# Carbery's proof of the Stein-Tomas theorem

Writing the article on Bourgain’s proof of the spherical maximal function theorem I suddenly recalled another interesting proof that uses a trick very similar to that of Bourgain – and apparently directly inspired from it. Recall that the “trick” consists of the following fact: if we consider only characteristic functions as our inputs, then we can split the operator in two, estimate these parts each in a different Lebesgue space, and at the end we can combine the estimates into an estimate in a single $L^p$ space by optimising in some parameter. The end result looks as if we had done “interpolation”, except that we are “interpolating” between distinct estimates for distinct operators!

The proof I am going to talk about today is a very simple proof given by Tony Carbery of the well-known Stein-Tomas restriction theorem. The reason I want to present it is that I think it is nice to see different incarnations of a single idea, especially if applied to very distinct situations. I will not spend much time discussing restriction because there is plenty of material available on the subject and I want to concentrate on the idea alone. If you are already familiar with the Stein-Tomas theorem you will certainly appreciate Carbery’s proof.

As you might recall, the Stein-Tomas theorem says that if $R$ denotes the Fourier restriction operator of the sphere $\mathbb{S}^{d-1}$ (but of course everything that follows extends trivially to arbitrary positively-curved compact hypersurfaces), that is

$\displaystyle Rf = \widehat{f} \,\big|_{\mathbb{S}^{d-1}}$

(defined initially on Schwartz functions), then

Stein-Tomas theorem: $R$ satisfies the a-priori inequality

$\displaystyle \|Rf\|_{L^2(\mathbb{S}^{d-1},d\sigma)} \lesssim_p \|f\|_{L^p(\mathbb{R}^d)} \ \ \ \ \ \ (1)$

for all exponents ${p}$ such that $1 \leq p \leq \frac{2(d+1)}{d+3}$ (and this is sharp, by the Knapp example).

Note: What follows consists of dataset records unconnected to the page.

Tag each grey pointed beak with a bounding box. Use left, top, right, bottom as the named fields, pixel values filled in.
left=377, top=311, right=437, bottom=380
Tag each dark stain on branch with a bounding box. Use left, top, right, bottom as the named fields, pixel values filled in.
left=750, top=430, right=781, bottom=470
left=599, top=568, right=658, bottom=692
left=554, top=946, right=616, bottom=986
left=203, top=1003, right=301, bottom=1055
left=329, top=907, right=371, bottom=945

There are a number of proofs of such statement; originally it was proven by Tomas for every exponent except the endpoint, and then Stein combined the proof of Tomas with his complex interpolation method to obtain the endpoint too (and this is still one of the finest examples of the power of the method around).
Carbery’s proof obtains the restricted endpoint inequality directly, and therefore obtains inequality (1) for all exponents $1 \leq p$ < $\frac{2(d+1)}{d+3}$ by interpolation of Lorentz spaces with the $p=1$ case (which is a trivial consequence of the Hausdorff-Young inequality).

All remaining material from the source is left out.